ADD COMMENT • link updated 14.5 years ago by Casbon ★ 3.3k • written 14.5 years ago by Panos ★ 1.8k

4

Entering edit mode

Are you trying to predict a given short read is a part of any of the 5 bins or you already have different models based on different bins ? I think then this could be a multi-svm problem than a one-class libSVM. Single-class svm can be used only for problems based on two classes (a or b).

ADD REPLY • link 14.5 years ago by Khader Shameer 18k

3

Entering edit mode

panos, what prevents you from creating a 6th bin of "unclassified"? also, is it possible for a read to belong to two bins? which is going to happen if you go with 5 single-class SVMs.

ADD REPLY • link 14.5 years ago by Haibao Tang 3.0k

2

Entering edit mode

Can you clarify what the "bins" are? and may be a preview of what the data looks like (features, classes..)? in some problem instances, it is not easily separable by hyperplanes.

ADD REPLY • link 14.5 years ago by Haibao Tang 3.0k

0

Entering edit mode

I'm trying to predict whether a read belongs to any of 5 predefined bins. I think that it would be better to go with 5 single-class SVMs rather than one 5-class because I have the impression that multi-class SVMs would only classify a read to one of the 5 bins; it wouldn't "consider" the possibility that a read could not be a member of any of the 5 bins (i.e. leave it unclassified). Am I right?

I think, though, that in the case of multi-class SVMs, I can calculate probabilities for predictions. Is this a way for telling whether a given read cannot be classified into any of the specified bins?

ADD REPLY • link 14.5 years ago by Panos ★ 1.8k

0

Entering edit mode

I can't create such a 6th bin because my other 5 bins would be representing the dominant bacteria in my sample. This would mean that this 6th class would have represent EVERY other bacterium... No, no read can belong to two (or more) bins. I haven't thought about it! Good point! Do you think that taking the probability of the prediction (-b switch in svm-predict) into account could help me decide whether assigning a given read to some bin, is significant?

ADD REPLY • link 14.5 years ago by Panos ★ 1.8k

0

Entering edit mode

Often with multi-class SVM classifiers the class with the highest score is picked as the output class. It sounds like what you want is to only allow classifications where the highest score is also greater than some threshold. All other data would be classified as "unclassifiable". That may not be available in existing packages, but it would alleviate some of the difficulties of using 5 single-class SVMs.

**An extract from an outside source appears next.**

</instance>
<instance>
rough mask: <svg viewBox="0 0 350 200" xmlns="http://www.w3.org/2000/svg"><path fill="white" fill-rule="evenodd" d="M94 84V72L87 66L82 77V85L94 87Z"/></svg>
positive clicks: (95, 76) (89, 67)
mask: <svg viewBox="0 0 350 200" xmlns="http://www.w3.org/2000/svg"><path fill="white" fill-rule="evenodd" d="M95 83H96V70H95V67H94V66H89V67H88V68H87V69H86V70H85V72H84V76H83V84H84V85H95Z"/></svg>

ADD REPLY • link 14.2 years ago by Mrawlins ▴ 430

score 1 · Answer 1 · 2010-12-09

I've messed around with SVMs, but need more info on how you are encoding the features. You have short reads, so you could be using k-mers counts to encode your read or you could be using some kind of string kernel. Anyway, depending on your features you also need to choose a kernel that is appropriate.

You can use one class classifiers to choose class membership to choose class membership, and assign some probability based on distance from the separating hyperplane.

We really need to know more about the problem, though. How is class membership defined? It may be better to use edit distance to the cluster center, or something similar.